I suspect this question might not be very Django-specific and could stem from my ignorance of how authentication works acroos Google services, but I’ll give it a try in case somebody here has experience with this specific use case.
I have a DRF and Vue web application that uses OAuth for authentication via the drf-social-oauth2 package.
Essentially, authentication goes like this:
- the user logs in with their Google account and gets a token from Google
- the frontend application issues a request to the
convert-token
token of my backend, which validates the Google token and issues an in-house token, which is also saved to my database - from then on, the frontend application will include that in-house token in each subsequent request to my backend
- if that’s the first time the user authenticates, a new account is created on my backend. This means that my backend, understandably, manages its own set of user accounts, which conceptually are twins of the Google accounts used to log-in.
I’m now looking to integrate some Google applications into my webapp. To give a very simple example, I’d like to include a functionality that allows accessing Google slides and docs from the frontend of my app. Integration with those services is <iframe>
based, so essentially I’d be embedding some iframes to access the resources on the G suite.

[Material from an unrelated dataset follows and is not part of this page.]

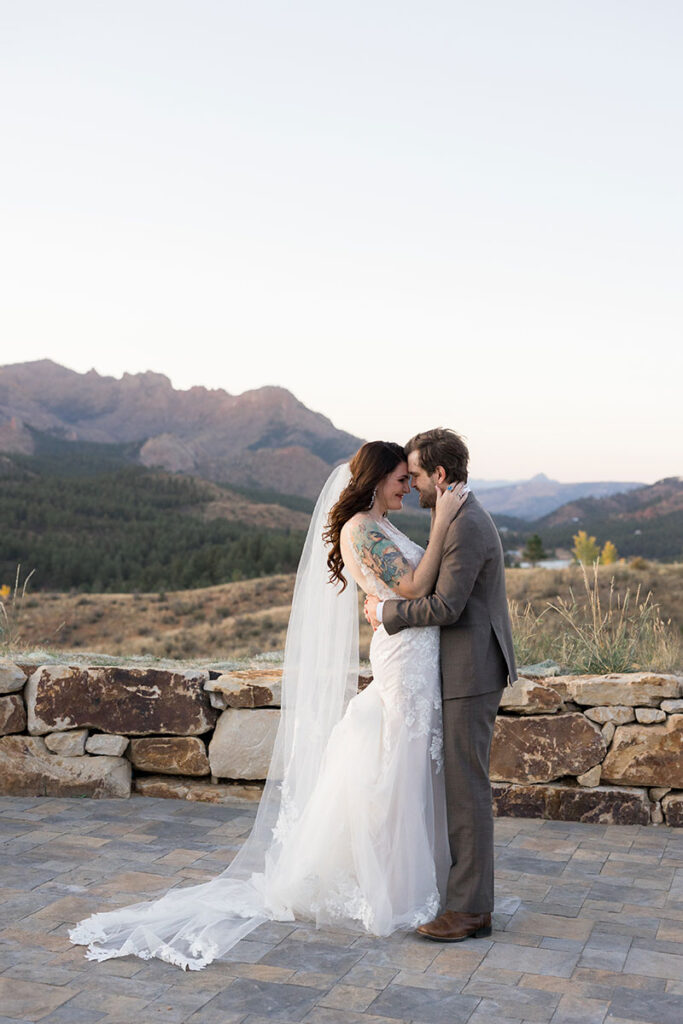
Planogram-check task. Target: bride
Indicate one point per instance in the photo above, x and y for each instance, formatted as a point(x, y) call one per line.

Here’s the issue: since, like I explained, requests to my backend are authenticated using an in-house token and not a Google token, what could happen is a user might be accessing my website using as a certain user X (which, in reality, would just be my “twin” of X as an in-house user account, but that’s transparent to the user, who will think they are logged in “with their Google account”), but they might’ve logged in to Google with another account, resulting in them accessing the embedded resource with a different identity than the one they’re using for my website.
This could have pretty bad consequences if, for example, the publisher of that content on my website only allowed certain accounts to access it: an authorized user might fail to be able to access the content and not understand why, since they’d seemingly be using the correct identity.
Is there a better alternative to have a more “uniform” management of authentication and keep in sync what account the user is logged in with Google and what they’re using for my website?